Im nachfolgenden Zeitraum gibt es kaum mehr Zweifel in den Simulationen der Wettermodelle hinsichtlich eines sich über Europa ausdehnenden Hochdrucksystems. Entscheidend ob trocken und mild, trocken und kalt, oder Schneefall und kalt, ist die Hochdruckposition. Nach wie vor wird der Hochdruckkern über Skandinavien berechnet, doch die Hochdruckachse entscheidet über den Temperaturcharakter.

Schwankungen enorm, Wettertrend ist klar umrissen

Die Kontrollläufe von heute Naht bringen die kommende Wetterentwicklung auf den Punkt. Die Temperaturen in ca. 1.500 Meter Höhe schwanken in einem Bereich von -12 bis +8 Grad. Die Differenz beträgt bis zu 20 Grad. Zum Vergleich: für eine Wettervorhersage ist eine Differenz von 2 bis 4 Grad und für eine Wetterprognose von 2 bis 6 Grad wünschenswert.

Blickt man auf die Niederschlagsprognose, so ist im Zeitraum vom 12. bis 19. Februar eine nur sehr schwache Niederschlagsneigung zu erkennen. Anders formuliert ist ein hochdruckdominierter Wettertrend in der zweiten Februar-Dekade sehr wahrscheinlich. Die Frage ob mild, gemäßigt kalt oder kalt lässt sich aber noch nicht beantworten - der Trend aber ist jedenfalls für die Jahreszeit zu mild.

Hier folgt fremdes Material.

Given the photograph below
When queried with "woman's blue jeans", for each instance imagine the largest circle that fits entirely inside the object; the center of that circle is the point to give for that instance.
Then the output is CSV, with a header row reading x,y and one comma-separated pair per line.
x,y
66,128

Mit dieser Position dümpelt das Wetter vor sich hin
Berechnung Großwetterlage nach dem amerikanischen Vorhersage-Modells: Mit dieser Position dümpelt das Wetter vor sich hin © www.meteociel.fr

Strukturelle Veränderungen des Polarwirbels

Seit ein paar Tagen weisen wir in unseren Wetterprognosen auf eine strukturelle Umstellung des Polarwirbels hin. Die Hochdruckachse zwischen Sibirien und Alaska existiert nicht mehr. Stattdessen baut sich eine Tiefdruckachse von Skandinavien bis zu den Aleuten auf.

Enorme Umwälzungen möglich

Somit verändert sich die Grundströmung innerhalb des Polarwirbels. Der Kaltluftzustrom in Richtung Kanada wird unterbunden und in Richtung Europa geleitet. Ob diese arktischen Kaltluftmassen dann tatsächlich auch Mitteleuropa erreichen, hängt von diesem Hochdrucksystem und der Tiefdruckaktivität auf dem Atlantik ab. Deutlicher zeigt sich das in den Druckanomalien.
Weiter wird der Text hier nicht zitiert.